Presque Isle County prosecutor Rick Steiger has won another court battle – this one from the Michigan Court of Appeals.

The Michigan Attorney General’s (AG) Office did not agree with the decisions of two Alpena judges and wanted the case heard again, so a leave to appeal was filed last June. It was denied by a three-judge panel  “for a lack of merit in the grounds presented.” The decision of judges Patrick Meter, Donald Owens and Stephen Borrello was unanimous.

The AG’s only other recourse is to file a leave to appeal with the Michigan Supreme Court.

“We now have had five judges review this, and five judges say no crime was committed,” said Rick Steiger, Wednesday afternoon.

After months of waiting, Steiger was notified of the decision Tuesday.

Steiger, who has been the county prosecutor since October 2006, was accused of illegally obtaining prescription drugs.

The AG’s office alleged he obtained narcotic-painkillers from prescriptions from doctors and Alpena Regional Medical Center, and had received more pills than he needed. They also accused Steiger of obtaining the drugs by not disclosing his health history and medical background.

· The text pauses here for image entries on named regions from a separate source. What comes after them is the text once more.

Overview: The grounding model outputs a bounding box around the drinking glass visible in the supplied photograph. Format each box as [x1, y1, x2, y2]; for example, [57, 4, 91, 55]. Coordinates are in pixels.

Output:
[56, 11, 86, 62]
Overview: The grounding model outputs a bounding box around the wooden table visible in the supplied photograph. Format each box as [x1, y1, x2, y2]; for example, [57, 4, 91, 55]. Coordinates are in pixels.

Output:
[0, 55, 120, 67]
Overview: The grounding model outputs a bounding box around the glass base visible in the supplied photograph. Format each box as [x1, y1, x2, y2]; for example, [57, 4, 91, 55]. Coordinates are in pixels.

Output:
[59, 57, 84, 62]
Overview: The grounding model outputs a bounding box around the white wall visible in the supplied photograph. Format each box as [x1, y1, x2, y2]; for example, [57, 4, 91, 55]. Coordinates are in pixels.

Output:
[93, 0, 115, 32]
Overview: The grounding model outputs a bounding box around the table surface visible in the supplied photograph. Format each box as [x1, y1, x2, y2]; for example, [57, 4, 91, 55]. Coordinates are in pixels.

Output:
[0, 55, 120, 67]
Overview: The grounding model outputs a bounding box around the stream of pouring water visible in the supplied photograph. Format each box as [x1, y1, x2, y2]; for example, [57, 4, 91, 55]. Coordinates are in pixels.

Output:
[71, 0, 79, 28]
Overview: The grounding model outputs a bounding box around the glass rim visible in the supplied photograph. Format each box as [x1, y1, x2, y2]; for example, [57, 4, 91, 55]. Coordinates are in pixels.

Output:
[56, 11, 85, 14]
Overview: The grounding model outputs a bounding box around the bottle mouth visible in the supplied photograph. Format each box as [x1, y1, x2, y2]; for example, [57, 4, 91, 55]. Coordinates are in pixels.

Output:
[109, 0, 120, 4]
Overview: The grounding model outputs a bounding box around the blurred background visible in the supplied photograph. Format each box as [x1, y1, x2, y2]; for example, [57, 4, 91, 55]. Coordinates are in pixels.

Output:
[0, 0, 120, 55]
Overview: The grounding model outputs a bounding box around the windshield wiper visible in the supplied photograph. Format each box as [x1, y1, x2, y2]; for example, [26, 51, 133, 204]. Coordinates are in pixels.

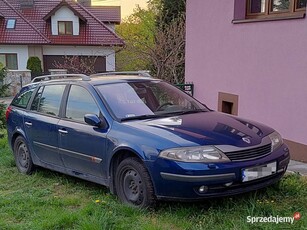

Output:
[120, 114, 161, 121]
[161, 109, 208, 116]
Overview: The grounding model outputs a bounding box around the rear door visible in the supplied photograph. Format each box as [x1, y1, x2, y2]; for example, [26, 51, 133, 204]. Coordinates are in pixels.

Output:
[24, 85, 66, 166]
[58, 85, 107, 177]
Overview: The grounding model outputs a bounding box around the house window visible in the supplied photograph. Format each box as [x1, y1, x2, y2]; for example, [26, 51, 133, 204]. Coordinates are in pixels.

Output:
[0, 53, 18, 70]
[246, 0, 306, 18]
[6, 19, 16, 29]
[218, 92, 239, 115]
[58, 21, 73, 35]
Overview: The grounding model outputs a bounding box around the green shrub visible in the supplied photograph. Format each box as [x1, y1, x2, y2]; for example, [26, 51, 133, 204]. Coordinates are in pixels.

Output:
[27, 57, 42, 75]
[0, 63, 9, 129]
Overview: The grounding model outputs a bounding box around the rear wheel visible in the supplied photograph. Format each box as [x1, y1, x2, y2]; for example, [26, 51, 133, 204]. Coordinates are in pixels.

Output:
[14, 136, 34, 174]
[115, 157, 155, 208]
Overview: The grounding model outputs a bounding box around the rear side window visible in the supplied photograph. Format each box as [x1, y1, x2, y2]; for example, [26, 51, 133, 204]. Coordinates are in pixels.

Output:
[31, 85, 65, 116]
[12, 85, 37, 108]
[66, 85, 99, 122]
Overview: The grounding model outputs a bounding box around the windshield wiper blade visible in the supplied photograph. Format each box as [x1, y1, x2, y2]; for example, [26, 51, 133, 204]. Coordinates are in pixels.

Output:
[161, 109, 208, 116]
[120, 114, 161, 121]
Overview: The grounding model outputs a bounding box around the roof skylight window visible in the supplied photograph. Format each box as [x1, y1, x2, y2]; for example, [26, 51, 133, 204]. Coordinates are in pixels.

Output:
[6, 19, 16, 29]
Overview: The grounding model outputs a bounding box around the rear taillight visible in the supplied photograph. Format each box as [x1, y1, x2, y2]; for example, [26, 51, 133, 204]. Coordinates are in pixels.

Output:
[5, 106, 12, 121]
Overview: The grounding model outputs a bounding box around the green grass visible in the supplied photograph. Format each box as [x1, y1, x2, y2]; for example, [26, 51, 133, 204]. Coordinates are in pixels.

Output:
[0, 131, 307, 230]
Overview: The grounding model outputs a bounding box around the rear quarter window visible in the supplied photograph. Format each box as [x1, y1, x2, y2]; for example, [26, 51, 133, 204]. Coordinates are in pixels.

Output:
[11, 85, 37, 108]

Steiger argued that the AG was provided with more than 800 pages of medical records that indicated he informed all treating physicians of each other and the medication he was receiving. He has been receiving treatment for lingering migraine headaches and sinus problems for nearly 20 years.

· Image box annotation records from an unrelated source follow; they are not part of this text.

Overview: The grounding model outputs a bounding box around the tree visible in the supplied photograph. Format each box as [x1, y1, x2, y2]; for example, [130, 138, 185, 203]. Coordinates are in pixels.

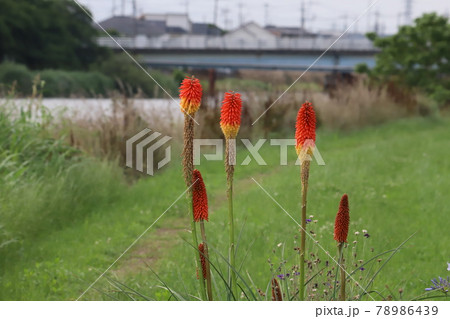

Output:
[0, 0, 106, 69]
[357, 13, 450, 103]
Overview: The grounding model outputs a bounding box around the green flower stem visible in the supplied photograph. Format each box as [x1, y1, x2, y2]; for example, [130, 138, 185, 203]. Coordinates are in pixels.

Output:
[225, 139, 238, 299]
[189, 195, 206, 300]
[338, 243, 346, 301]
[200, 220, 213, 301]
[299, 160, 310, 300]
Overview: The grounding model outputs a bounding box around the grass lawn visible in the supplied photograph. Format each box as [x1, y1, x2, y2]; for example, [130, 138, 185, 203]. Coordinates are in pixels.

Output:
[0, 119, 450, 300]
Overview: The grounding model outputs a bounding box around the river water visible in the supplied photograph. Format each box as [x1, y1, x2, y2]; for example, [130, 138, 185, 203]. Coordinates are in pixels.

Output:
[0, 98, 182, 120]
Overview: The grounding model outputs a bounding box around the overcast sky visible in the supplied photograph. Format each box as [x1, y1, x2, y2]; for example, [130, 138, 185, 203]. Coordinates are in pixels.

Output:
[77, 0, 450, 33]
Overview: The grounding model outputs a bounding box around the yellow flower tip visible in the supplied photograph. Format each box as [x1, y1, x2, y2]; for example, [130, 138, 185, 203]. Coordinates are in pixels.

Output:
[180, 98, 200, 115]
[220, 123, 240, 139]
[180, 76, 203, 115]
[295, 140, 315, 161]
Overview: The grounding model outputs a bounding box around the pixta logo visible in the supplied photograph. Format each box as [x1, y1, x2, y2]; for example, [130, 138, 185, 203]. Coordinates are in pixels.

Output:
[126, 128, 172, 176]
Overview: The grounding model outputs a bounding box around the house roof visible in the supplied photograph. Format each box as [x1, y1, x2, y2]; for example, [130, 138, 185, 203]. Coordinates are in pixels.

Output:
[192, 23, 222, 36]
[97, 16, 166, 37]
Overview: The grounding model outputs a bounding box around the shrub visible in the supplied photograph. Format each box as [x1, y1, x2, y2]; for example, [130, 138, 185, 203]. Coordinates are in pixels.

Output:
[0, 62, 33, 95]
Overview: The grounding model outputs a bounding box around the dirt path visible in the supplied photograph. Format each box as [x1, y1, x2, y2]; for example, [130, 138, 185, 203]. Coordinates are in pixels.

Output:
[113, 169, 277, 278]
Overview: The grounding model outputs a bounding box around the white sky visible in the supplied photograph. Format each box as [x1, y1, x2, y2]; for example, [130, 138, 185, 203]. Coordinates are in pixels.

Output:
[77, 0, 450, 33]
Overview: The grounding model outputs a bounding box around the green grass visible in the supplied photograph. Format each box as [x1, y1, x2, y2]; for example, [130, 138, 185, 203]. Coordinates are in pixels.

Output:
[0, 119, 450, 300]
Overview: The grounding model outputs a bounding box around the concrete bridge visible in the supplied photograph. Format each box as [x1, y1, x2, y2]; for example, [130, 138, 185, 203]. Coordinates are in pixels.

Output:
[98, 26, 378, 73]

During Steiger’s preliminary examination in February 2012, in front of District Judge Theodore Johnson, his attorney Dan White claimed it was a matter of doctors not keeping proper records.

Johnson ruled that there was no fraud in the case and did not bind the case to Circuit Court. The AG’s office appealed that decision.

Circuit Judge Michael Mack ruled May 17 that Johnson didn’t abuse his discretion when the case was not bound over in February.

“I am just so thankful for the folks who believed in me,” said Steiger, Wednesday afternoon. “From day one, I said if I had done anything illegal or anything wrong, I would have stepped aside. I would have not put the county through it, and would not allow the good people on the board of commissioners to support me. I would not have allowed my friends, families and neighbors to support me, and I would have done the right thing and stepped aside and dealt with the issue outside of the public light.”

Steiger contends he was falsely accused and targeted by the Michigan State Police and members of the Huron Undercover Narcotics Team. “The folks that went after me know who they are,” said Steiger.

Steiger has extended approximately $30,000 in legal fees defending himself in this matter.

“Even though Mr. White was kind enough to significantly reduce his fee when he took this matter, his office incurred great expense to pour through thousands of documents, listen to and transcribe hours of audio tapes, pour through volumes and volumes of medical records, and

even had his attorneys and staff work tirelessly on evenings and weekends to expose the truth that existed in the evidence obtained during the investigation. . .

Irrespective of a biased police reports submitted by members of HUNT. Mr. White’s efforts to expose the truth are greatly appreciated”

Steiger started the first year of his second elected term in office in January. The AG’s office has declined to comment throughout the course of the legal proceedings, and could not be reached for comment for this article.